Retour à l'accueil
2 juin 1833 - Numéro 22
 
 

 



 
 
    
A mes amis.

[8.1]En voyant nos tartufes tricolores,
Traîtres brodés, vrais sépulcres blanchis,
Vous avez ri de ces budgetivores
Qu’achèterait l’or de tous les partis ;
Vous avez ri d’un Persil de village :
Rire d’un sot est un grave délit !
Mes chers amis, si l’on vous met en cage,
Tant pis pour vous, je vous l’avais prédit.

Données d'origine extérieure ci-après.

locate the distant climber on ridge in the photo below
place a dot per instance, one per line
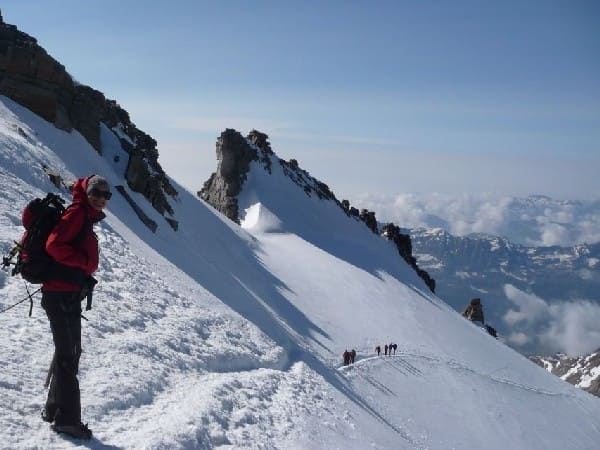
(474, 311)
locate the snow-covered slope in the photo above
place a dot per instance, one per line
(220, 336)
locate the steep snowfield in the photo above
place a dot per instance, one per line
(220, 336)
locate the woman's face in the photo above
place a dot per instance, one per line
(98, 198)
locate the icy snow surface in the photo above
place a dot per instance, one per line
(220, 336)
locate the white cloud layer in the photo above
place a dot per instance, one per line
(571, 327)
(532, 221)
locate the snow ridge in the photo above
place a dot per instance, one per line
(218, 336)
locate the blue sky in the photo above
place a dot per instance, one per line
(387, 96)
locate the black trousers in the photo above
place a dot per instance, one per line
(64, 313)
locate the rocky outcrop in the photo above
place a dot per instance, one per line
(234, 154)
(35, 80)
(404, 246)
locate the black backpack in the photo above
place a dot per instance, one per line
(34, 264)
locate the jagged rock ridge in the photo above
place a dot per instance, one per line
(234, 155)
(35, 80)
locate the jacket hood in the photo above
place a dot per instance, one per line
(80, 196)
(80, 191)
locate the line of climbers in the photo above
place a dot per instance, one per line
(350, 356)
(473, 312)
(387, 349)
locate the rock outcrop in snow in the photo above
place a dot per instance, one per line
(32, 78)
(234, 155)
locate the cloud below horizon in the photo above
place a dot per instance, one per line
(571, 327)
(531, 221)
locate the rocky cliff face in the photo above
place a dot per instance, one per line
(234, 155)
(583, 371)
(32, 78)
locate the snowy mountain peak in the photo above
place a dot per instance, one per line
(254, 187)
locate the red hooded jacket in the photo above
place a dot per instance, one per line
(65, 243)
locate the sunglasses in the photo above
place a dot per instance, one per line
(98, 193)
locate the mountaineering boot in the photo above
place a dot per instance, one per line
(80, 431)
(46, 416)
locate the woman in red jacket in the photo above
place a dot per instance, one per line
(74, 244)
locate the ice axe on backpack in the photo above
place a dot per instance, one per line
(50, 371)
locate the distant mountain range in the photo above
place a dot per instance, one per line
(583, 371)
(480, 265)
(536, 220)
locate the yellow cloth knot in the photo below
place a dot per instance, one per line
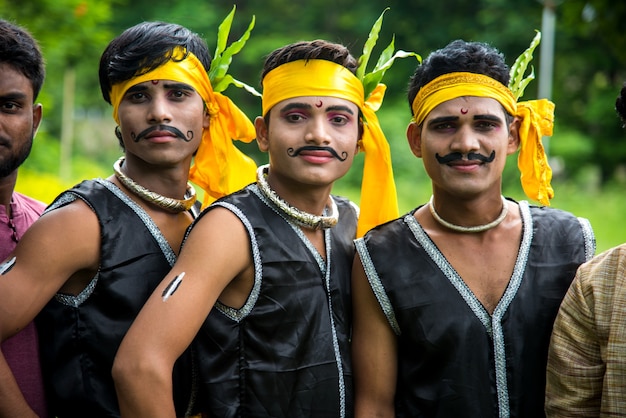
(537, 121)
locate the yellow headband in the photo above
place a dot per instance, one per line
(219, 167)
(325, 78)
(537, 118)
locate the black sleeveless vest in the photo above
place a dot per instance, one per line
(285, 353)
(79, 335)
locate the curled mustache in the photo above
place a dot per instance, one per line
(294, 153)
(454, 156)
(175, 131)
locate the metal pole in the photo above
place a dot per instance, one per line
(547, 55)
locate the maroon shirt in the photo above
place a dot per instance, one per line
(22, 350)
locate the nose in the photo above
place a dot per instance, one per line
(465, 140)
(159, 110)
(317, 131)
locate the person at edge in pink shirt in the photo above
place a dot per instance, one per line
(22, 72)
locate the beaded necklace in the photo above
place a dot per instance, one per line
(469, 229)
(167, 203)
(296, 215)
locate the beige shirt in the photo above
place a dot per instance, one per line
(586, 375)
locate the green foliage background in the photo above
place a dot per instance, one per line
(588, 148)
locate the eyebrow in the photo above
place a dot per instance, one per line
(142, 87)
(442, 119)
(298, 105)
(13, 96)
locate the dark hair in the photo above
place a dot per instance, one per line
(318, 49)
(620, 105)
(459, 56)
(310, 50)
(21, 51)
(143, 48)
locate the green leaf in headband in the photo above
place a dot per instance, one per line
(517, 82)
(223, 56)
(385, 61)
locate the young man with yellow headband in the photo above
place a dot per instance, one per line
(87, 266)
(454, 302)
(263, 279)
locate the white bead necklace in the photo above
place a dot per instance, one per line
(469, 229)
(296, 215)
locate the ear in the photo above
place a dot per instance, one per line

Vous avez ri d’un fat plein d’insolence,
Fier de son titre et de sa nullité,
Dont le lorgnon et la haute impudence
Vint ennoblir le bal de la cité.
Devant l’habit brodé du personnage,
Georges Dandin se faisait tout petit :
Mes chers amis, si l’on vous met en cage,
Tant pis pour vous je vous l’avais prédit.

Quand le pouvoir, chassant dans sa colère
Le magistrat chéri du citoyen,
Dit : « Tu paieras les votes de ton père ;
« Si ce n’est toi, c’est donc quelqu’un des tiens,
« Vous répondiez : Laissez faire leur rage,
« Un beau soleil luira sur le proscrit… »
Mes chers amis, si l’on vous met en cage,
Tant pis pour vous, je vous l’avais prédit.

Quand je vous vis chercher la république
Sur un esquif paré des trois couleurs,
Je vous criai d’une voix prophétique :
« Gare aux requins, hardis navigateurs ! »
En entendant sur vous gronder l’orage,
Aux soins de Dieu mon espoir vous remit :
Mes chers amis, si vous fîtes naufrage,
Tant pis pour vous, je vous l’avais prédit.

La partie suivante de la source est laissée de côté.